Chapter 55: Isaac

 

Isaac, Son of Abraham
Setting: Genesis 21:8-20
Extra-biblical Sources: Bereishit Rabbah 53:11

I do not remember much about my brother Ishmael, but there are a just a few memories that are still imprinted on my mind from those brief years when we lived as brothers.

He was fourteen years old when I was born, and he left when I was four and he was eighteen. I remember the day that he was sent away. The days before had been a big party for me, as I was getting to be a “big boy” who ate table food instead of mother’s milk. But when the party was over, Ishmael and Hagar had to leave, and I cried when I saw them leaving our camp, for while no one told me so, I knew that they were leaving forever.

Other than the sight of Ishmael leaving, sick and carried over his mother’s shoulder, I have a just a couple of other memories with any real clarity.

I remember Ishmael taking me for a walk along the banks of a muddy river. I remember holding his hand, and watching the swaying of reeds in the breezes that rushed through the wadi. Then I remember him looking me in the eyes and telling me that he was the firstborn, not me, and that he would inherit Abrham’s house, not me. What that really meant to me as a child who was barely old enough to walk I am not sure, but I did sense even then that what he was saying was of pivotal importance for my life.

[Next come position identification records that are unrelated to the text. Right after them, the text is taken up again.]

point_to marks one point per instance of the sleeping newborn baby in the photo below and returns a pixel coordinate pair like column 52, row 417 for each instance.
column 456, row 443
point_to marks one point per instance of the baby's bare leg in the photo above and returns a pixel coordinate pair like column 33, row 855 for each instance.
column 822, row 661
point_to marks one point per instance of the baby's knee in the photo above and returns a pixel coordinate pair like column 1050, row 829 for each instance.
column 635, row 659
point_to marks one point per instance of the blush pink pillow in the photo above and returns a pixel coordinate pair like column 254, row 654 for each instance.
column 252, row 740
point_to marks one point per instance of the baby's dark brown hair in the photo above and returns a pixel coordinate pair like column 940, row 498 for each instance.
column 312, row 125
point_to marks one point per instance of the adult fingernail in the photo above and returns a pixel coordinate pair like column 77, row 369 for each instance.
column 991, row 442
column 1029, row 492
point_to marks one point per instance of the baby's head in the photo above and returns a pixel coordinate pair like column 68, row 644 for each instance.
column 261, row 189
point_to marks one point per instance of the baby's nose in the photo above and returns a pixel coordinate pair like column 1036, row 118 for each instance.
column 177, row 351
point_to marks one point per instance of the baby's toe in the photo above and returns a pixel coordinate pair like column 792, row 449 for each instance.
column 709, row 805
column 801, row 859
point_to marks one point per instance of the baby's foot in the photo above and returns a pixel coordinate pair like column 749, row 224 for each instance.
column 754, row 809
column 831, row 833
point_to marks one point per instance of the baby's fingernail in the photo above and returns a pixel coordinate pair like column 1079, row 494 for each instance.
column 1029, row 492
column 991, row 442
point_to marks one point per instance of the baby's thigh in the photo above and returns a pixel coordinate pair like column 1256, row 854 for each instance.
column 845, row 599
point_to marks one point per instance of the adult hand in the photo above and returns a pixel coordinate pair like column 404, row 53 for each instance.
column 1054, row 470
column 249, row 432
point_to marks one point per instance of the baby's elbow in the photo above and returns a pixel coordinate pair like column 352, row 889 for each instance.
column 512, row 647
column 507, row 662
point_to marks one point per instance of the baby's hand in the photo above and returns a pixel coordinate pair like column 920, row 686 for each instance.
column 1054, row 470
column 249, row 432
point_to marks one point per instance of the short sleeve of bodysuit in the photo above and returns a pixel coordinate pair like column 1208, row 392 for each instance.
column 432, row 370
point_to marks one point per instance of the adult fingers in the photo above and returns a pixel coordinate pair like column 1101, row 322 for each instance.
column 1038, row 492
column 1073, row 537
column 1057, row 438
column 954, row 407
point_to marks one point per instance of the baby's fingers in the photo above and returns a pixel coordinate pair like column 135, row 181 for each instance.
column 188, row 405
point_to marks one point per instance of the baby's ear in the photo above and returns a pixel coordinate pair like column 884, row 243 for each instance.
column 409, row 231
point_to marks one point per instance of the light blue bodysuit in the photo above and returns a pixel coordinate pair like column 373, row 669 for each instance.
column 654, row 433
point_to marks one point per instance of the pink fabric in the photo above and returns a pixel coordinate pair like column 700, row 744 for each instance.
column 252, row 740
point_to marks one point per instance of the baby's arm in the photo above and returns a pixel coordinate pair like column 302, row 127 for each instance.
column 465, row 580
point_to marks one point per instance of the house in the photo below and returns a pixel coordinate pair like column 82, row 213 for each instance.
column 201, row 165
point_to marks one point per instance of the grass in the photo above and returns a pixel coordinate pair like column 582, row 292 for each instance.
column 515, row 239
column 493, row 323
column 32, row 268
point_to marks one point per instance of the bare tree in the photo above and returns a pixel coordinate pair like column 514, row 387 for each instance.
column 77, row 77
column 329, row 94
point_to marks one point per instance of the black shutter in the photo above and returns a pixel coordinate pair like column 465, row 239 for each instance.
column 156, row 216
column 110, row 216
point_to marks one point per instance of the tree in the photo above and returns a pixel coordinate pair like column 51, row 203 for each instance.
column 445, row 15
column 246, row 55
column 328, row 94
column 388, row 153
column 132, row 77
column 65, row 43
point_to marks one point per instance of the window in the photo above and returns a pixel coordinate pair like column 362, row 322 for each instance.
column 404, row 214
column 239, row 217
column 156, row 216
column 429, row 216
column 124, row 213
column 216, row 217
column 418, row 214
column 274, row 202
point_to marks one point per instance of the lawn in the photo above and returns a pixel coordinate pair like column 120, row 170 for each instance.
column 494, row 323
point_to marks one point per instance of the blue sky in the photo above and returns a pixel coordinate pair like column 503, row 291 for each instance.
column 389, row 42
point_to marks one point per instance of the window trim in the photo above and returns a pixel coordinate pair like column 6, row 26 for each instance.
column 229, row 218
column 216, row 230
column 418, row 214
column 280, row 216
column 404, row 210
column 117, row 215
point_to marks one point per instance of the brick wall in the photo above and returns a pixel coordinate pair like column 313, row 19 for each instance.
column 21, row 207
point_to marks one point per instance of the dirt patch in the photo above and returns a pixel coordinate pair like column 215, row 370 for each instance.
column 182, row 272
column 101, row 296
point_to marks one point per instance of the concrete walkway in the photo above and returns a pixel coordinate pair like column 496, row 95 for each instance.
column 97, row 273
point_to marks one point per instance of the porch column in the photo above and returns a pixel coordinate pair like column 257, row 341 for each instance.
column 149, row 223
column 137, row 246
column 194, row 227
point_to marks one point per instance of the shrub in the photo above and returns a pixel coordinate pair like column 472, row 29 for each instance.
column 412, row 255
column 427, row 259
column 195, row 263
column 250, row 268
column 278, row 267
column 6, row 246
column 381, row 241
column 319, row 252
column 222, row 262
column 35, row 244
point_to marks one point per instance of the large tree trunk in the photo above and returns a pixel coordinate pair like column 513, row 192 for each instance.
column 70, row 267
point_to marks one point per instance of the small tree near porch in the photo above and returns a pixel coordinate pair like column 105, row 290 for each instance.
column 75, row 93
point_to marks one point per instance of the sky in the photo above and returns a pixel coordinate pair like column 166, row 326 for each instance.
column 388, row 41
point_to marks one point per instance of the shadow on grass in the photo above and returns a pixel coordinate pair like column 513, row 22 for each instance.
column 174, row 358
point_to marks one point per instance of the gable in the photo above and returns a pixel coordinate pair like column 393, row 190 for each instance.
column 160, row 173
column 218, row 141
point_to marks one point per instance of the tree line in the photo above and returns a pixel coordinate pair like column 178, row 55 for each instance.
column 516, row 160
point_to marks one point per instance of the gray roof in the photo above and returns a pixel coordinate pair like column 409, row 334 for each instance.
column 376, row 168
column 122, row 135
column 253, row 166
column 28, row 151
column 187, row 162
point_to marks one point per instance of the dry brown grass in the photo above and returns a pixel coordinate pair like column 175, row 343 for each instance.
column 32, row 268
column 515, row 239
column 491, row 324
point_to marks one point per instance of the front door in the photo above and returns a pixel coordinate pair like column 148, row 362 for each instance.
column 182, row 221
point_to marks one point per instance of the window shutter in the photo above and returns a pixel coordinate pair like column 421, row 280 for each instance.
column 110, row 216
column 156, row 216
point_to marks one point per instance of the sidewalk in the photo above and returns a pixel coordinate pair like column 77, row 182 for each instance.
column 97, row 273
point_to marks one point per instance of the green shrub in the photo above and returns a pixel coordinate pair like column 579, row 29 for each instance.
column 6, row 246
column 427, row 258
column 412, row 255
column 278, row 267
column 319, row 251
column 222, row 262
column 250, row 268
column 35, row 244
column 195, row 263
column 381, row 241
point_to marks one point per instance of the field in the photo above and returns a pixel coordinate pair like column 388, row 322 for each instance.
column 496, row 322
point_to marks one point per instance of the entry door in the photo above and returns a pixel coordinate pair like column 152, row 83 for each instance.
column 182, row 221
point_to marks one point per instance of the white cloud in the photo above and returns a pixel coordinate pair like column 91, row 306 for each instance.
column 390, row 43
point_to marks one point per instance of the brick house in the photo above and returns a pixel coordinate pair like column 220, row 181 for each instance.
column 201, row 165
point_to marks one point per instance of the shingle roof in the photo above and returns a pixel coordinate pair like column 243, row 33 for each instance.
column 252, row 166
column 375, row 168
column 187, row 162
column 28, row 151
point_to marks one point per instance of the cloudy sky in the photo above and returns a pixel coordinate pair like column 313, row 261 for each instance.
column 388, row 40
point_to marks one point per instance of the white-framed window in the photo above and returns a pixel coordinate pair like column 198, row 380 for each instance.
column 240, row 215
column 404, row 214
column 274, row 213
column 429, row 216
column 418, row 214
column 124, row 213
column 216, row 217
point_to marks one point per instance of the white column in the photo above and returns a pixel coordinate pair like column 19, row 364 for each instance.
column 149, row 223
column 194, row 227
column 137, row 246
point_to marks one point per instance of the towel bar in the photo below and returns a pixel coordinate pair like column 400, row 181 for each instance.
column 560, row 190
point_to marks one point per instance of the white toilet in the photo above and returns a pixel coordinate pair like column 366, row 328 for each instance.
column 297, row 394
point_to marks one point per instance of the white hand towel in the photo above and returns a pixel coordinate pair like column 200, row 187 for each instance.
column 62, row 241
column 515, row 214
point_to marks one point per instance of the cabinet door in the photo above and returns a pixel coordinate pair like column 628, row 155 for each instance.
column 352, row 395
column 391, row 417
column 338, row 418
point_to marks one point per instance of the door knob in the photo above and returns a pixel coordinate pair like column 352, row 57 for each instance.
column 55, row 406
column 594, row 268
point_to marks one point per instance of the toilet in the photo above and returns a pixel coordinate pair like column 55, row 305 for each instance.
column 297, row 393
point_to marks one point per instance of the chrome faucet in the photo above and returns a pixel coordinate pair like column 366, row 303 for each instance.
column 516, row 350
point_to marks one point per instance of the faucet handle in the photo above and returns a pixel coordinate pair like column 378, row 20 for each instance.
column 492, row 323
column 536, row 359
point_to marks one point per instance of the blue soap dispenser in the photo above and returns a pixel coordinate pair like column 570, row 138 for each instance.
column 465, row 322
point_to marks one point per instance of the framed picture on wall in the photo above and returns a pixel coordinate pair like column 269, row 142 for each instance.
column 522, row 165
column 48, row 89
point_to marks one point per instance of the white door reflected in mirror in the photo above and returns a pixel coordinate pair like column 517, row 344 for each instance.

I also remember crawling up to Ishmael one day as he crouched behind his mother’s tent, playing in the dirt. He had constructed some structure resembling an altar, and he was sacrificing a fat grasshopper on the altar. For whatever reason I still remember the sight of the grasshopper, its big eyes glistening as if in pain, its body burning on the altar.

I remember, too, fetching arrows for Ishmael when he would practice his archery. My mother tells me that she saw him shooting arrows at me, just to my left or to my right, when I toddled out into the field to fetch the arrows, as though he were sporting to see how close he could dare land an arrow without accidentally shooting me. My mother Sarah must have been enraged by Ishmael’s foolishness, for even in telling me of it years later, she seemed angry enough to strangle him. For my part though, all I remember is fetching the arrows.